I'll be visiting a Restaurant Depot as early as Sunday, or maybe on Tuesday using my KCBS one-day pass.  Does anyone have recommendations on things to look out for?  I will have access to a fridge and freezer so any suggestions on food or non-food items are appreciated.  I have a Sam's Club locally, but this will be my first visit to a Restaurant Depot.  Thanks in advance for any suggestions.


----------



## Bytor (Feb 29, 2020)

I was in Birmingham for work a couple of years ago and went to the one there.  They have quite the selection of just about everything.  I didn't buy any produce or such, but ended up getting a manual pasta press, a couple peels and screens.  They all were a deal to get, of course.  Fortunately, I drove there instead of flying so I was able to bring them back with me.  My wife probably wished I would have flown.


----------



## radioguy (Feb 29, 2020)

They always have a good selection of beef ribs, something I can't  find elsewhere here.  

RG


----------



## 39Buick (Feb 29, 2020)

Take along a good Jacket! If they are busy the complementary ones will be gone! We frequent the one in Atlanta and shopping in a freezer in a t shirt is a bad idea!


----------



## Steve H (Feb 29, 2020)

39Buick said:


> Take along a good Jacket! If they are busy the complementary ones will be gone! We frequent the one in Atlanta and shopping in a freezer in a t shirt is a bad idea!



I found that out at GFS. Thankfully we had hoodies in the car! We have a Restaurant Depot locally. Still haven't been there. I need to check it out. If I'm lucky it will be about the same as GFS. But a bit closer to home. After looking I see they are not open to the public here. That sucks!


----------



## thirdeye (Feb 29, 2020)

Thanks all, I'll be sure to report back.


----------



## smker (Mar 8, 2020)

places to go to for restaurant equipment are tourist towns say like Branson Mo theres an outlet there that sells all the equipment from restaurants that come and go in a years time,  so it all almost new stuff,  ill look and see if i can find the web site


----------



## fullborebbq (Mar 8, 2020)

I second the wear a jacket! I shop there in Buffalo for most of my meats. You might find some better deals at you local grocery store sales but beware of the quality!. RD meats have proven to be the better deal for my business. It does require you to have a business tax # to get a membership, and buying full cases of meats (40-60 lbs.) is where you will save $$$


----------



## BGKYSmoker (Mar 9, 2020)

Yup
I have a RRD card. Wear a jacket when you go into the cold room.


----------



## thirdeye (Mar 9, 2020)

We did have jackets, and they had a rack of loaners as well. 

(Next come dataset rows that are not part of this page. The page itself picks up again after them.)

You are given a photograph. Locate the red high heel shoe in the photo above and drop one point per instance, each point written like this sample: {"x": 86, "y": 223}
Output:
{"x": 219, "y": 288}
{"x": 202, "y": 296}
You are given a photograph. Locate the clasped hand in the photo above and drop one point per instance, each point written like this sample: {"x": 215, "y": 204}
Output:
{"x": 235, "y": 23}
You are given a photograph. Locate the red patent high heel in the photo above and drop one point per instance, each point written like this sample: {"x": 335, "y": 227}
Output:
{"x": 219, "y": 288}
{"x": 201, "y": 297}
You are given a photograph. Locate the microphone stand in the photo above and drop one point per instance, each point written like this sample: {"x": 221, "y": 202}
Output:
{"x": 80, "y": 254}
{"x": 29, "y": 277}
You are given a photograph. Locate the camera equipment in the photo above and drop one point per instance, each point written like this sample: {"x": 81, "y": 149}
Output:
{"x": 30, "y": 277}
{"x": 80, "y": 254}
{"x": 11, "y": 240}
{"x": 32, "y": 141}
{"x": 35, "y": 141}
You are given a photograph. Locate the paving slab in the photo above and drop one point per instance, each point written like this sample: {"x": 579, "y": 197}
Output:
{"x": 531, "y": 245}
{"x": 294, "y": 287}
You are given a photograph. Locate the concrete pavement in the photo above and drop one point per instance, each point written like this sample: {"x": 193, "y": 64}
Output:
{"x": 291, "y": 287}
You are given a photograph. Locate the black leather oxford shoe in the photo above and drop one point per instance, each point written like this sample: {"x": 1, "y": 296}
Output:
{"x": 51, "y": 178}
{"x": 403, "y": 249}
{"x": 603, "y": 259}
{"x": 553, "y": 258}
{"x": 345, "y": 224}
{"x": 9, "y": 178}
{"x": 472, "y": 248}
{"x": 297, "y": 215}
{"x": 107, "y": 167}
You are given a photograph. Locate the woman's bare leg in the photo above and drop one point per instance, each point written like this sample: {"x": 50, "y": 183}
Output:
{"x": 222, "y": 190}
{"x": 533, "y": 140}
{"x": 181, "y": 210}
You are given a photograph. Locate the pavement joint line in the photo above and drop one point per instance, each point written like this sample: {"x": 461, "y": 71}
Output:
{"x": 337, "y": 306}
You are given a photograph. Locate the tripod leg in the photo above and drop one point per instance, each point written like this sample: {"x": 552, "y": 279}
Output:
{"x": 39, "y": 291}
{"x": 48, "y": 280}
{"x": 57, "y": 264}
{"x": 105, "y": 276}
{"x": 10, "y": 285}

Grasping the reality of the selection of general products , like 20 varieties of pizza boxes, or a 36" long whisk, was pretty impressive..... but the meat choices were great.  I bought a full pork belly, and some 5# bags of diced pork butt. They had a great price on 20# chuck rolls, but we didn't have room.







Whole goats and lamb











And I can now say I've seen 45 gallons of BBQ sauce....






EDIT - In hindsight I wish I would have thought to look at hand sanitizer, and maybe bought 5 gallons.  All my stores are totally sold out, and toilet paper is in short supply.


----------



## ChuxPick (Mar 21, 2020)

Im a frequent flyer to our local RRD, it is just under a mile away. They have a good prices on their large selection of beef cuts as well as pork cuts. Normally our local Sam's club has better ground beef prices. RRD had/has well trimmed full corned beef brisket @ $2.39 per pound, or $1.99 per pound  over 50 pounds.


----------